El Concilio Vaticano II asocia la santidad a la inmaculada: “Nada tiene de extraño que entre los santos padres prevaleciera la costumbre de llamar a la Madre de Dios totalmente santa e inmune de toda mancha de pecado, como plasmada y hecha una nueva creatura por el Espíritu Santo. Enriquecida desde el primer instante de su concepción con el resplandor de una santidad enteramente singular, la Virgen Nazarena, por orden de Dios, es saludada por el ángel de la Anunciación como “llena de gracia” (LG 56). A lo que el papa Juan Pablo II añade: «Preservada libre de toda mancha de pecado original (LG. 59), la hermosa Virgen de Nazaret no podía quedarse como las demás personas en estado de muerte hasta el fin de los tiempos. La ausencia del pecado original y la santidad, perfecta ya desde el primer momento de su vida, pedían para la Madre de Dios la completa glorificación de su alma y de su cuerpo» (13).

Solamente la esperanza de la transfiguración total en Dios, en un eterno cara a cara con él, es lo que enciende la chispa de la certeza. Esa esperanza, fundada en la fidelidad de Dios a su palabra, es por consiguiente motivo de aliento supremo. María es su “gran señal”, que asegura nuestra esperanza y confirma nuestro aliento. No sólo “es imagen y comienzo de la iglesia que habrá de tener su cumplimiento en la edad futura” (LG 68) sino que desde la gloria de los cielos en donde ha sido coronada como reina, “se cuida con caridad maternal de los hermanos de su Hijo” para que, superando las pruebas de la vida, puedan alcanzarla “en la patria bienaventurada” (LG 62) (14).

Ephemerides Mariologicae, revista científica de Mariología, ha cedido amablemente a ZENIT este extracto. El artículo completo se puede conseguir en Ephemerides Mariologicae.

Notas:

1. María ha entrado profundamente en la historia de la salvación y en cierta manera reúne en sí y refleja las exigencias más radicales de la fe (Cf.

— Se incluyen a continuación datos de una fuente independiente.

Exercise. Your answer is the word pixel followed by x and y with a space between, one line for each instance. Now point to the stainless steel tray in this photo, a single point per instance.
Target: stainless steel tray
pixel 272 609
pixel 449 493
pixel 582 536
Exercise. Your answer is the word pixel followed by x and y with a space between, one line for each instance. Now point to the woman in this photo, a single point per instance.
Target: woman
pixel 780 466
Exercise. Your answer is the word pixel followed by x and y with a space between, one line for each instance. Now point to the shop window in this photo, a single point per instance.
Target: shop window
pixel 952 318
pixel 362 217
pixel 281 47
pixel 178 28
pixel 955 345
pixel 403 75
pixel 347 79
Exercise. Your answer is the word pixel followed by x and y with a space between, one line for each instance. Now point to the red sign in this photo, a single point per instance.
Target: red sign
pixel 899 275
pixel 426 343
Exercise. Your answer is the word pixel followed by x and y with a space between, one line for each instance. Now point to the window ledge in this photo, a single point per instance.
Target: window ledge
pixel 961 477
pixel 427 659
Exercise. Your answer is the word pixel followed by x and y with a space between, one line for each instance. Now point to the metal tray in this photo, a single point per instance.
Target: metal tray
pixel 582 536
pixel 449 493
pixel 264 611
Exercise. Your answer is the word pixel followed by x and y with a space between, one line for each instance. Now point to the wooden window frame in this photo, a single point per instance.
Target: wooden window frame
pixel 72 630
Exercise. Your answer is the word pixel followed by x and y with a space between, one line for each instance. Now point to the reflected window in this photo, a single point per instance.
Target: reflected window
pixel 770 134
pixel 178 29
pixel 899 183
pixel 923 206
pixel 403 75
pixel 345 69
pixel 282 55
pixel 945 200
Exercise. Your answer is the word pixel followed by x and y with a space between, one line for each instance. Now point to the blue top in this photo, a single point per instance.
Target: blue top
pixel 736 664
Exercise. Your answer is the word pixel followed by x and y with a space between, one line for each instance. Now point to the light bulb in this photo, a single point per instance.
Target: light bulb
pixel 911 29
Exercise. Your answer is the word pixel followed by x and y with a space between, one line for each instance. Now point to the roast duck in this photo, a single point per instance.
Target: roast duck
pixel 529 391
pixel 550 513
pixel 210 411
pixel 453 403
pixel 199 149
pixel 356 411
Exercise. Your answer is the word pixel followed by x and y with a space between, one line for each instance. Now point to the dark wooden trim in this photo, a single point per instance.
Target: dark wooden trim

LG 65).
2. Catecismo de la Iglesia Católica, 1721.
3. Congregatio pro Cultu Divino, Collectio Missarum de Beata Maria Vergine. Editio typica, Librería Editrice Vaticana, 1987. Prefacio del formulario I, 25.
4. «No es posible ver a Dios con los ojos de la carne: pues lo que es incorpóreo no puede entrar con estos ojos. Esto lo testificó también el mismo Hijo unigénito de Dios al decir: “A Dios nadie lo ha visto jamás”» (Cirilo de Jerusalén, Catequesis bautismal 9, 1: PG 33 ,354).
5. Catecismo de la Iglesia Católica, 1028.
6. San Ireneo de Lyon, Adversus haereses, Libro 4, 20, 5.
7. cf. Mt 22,37.
8. 1 Cor. 13,13 y 1 Cor. 8,10
9. Catecismo de la Iglesia Católica, 163.
10. San Basilio Magno, Liber de Spiritu Sancto 15,36: PG 32, 132; cf. Santo Tomás de Aquino, S.Th., 2-2, q.4, a.1, c.
11. Lo declara expresamente la LG 65, donde expresa la visión de una Iglesia que, creciendo en las virtudes teologales y en la obediencia a la voluntad divina, se hace cada vez más semejante al sublime modelo de María.
12. “La bienaventurada Virgen María sigue “precediendo” al pueblo de Dios. Su excepcional peregrinación de la fe representa un punto de referencia constante para la Iglesia, para los individuos y las comunidades, para los pueblos y las naciones, y, en cierto modo, para toda la humanidad” (Juan Pablo II, Redemptoris Mater, 6).
13. Juan Pablo II, La Asunción de María en la tradición de la Iglesia. (Catequesis del Papa, 9 julio, 1997)
14. “Contemplando el misterio de la Asunción de la Virgen, es posible comprender el plan de la Providencia Divina con respecto a la humanidad: después de Cristo, Verbo encarnado, María es la primera criatura humana que realiza el ideal escatológico, anticipando la plenitud de la felicidad, prometida a los elegidos mediante la resurrección de los cuerpos” (Juan Pablo II, Audiencia General del 9 de julio de 1997).